Pigs recorded using tools - rising-sky
https://www.nationalgeographic.com/animals/2019/10/first-tool-use-pigs-visayan-endangered/
======
austincheney
Finally this is proven. It is by no means surprising. Wild domestic pigs,
which I know are a different species, are a plague in much of North America
and Australia partially due to their intelligence. Half the North American pig
problem is in Texas where an estimated 2-2.5 million pigs roam the country
side. Because they are such a threat to the environment and their population
is so out of control there is no limit on hunting them in either season or
quantity.

Pigs are particularly challenging to control because of their intelligence and
lack of predators. Because of their size, intelligence, and aggressiveness
they have no natural predators in Texas. They are quick to learn of hunting
traps and will either avoid or disarm them. A herd of pigs reduced in
population by 70% can rebound within 2-3 years without continued management.
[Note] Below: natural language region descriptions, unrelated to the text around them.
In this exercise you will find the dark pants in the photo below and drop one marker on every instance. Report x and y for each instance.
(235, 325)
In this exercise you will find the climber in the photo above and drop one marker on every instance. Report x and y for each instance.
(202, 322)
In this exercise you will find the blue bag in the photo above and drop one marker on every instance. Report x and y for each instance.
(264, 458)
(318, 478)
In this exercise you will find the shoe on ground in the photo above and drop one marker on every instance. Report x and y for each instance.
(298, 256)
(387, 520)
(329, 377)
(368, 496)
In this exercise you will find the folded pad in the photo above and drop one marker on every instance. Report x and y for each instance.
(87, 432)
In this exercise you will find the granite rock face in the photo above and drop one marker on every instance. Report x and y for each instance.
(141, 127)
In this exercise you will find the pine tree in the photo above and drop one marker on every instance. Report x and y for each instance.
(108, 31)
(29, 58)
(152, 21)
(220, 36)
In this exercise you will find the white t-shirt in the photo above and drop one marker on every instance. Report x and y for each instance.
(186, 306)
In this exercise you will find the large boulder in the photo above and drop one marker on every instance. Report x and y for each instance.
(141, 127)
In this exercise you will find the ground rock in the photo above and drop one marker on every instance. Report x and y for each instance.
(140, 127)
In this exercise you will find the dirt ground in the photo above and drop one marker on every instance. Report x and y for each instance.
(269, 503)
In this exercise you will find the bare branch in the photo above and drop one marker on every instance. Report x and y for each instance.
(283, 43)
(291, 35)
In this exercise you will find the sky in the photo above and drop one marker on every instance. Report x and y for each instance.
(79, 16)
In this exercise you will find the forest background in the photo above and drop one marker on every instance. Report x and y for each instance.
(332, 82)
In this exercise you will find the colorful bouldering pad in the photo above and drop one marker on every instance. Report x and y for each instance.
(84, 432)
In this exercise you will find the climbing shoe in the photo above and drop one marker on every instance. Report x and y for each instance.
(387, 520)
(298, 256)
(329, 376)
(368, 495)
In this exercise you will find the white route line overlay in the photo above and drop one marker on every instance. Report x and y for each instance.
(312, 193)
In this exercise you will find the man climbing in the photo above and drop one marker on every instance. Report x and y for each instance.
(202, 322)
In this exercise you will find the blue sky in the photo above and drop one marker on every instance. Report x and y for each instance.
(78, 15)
They tear up the land and are a serious threat to the natural ecology and food
supply. Their damage to commercial agriculture is estimated at $50 million per
year, but their damage to property and the environment is estimated at close
to half a billion each year. Because of their high intelligence they are
adapting their range from rural areas to suburbs and urban areas. Unlike
coyotes, which have also adapted from rural to urban areas with great success,
they are often not afraid of people are known to hurt people in attacks.

[https://en.wikipedia.org/wiki/Feral_pig](https://en.wikipedia.org/wiki/Feral_pig)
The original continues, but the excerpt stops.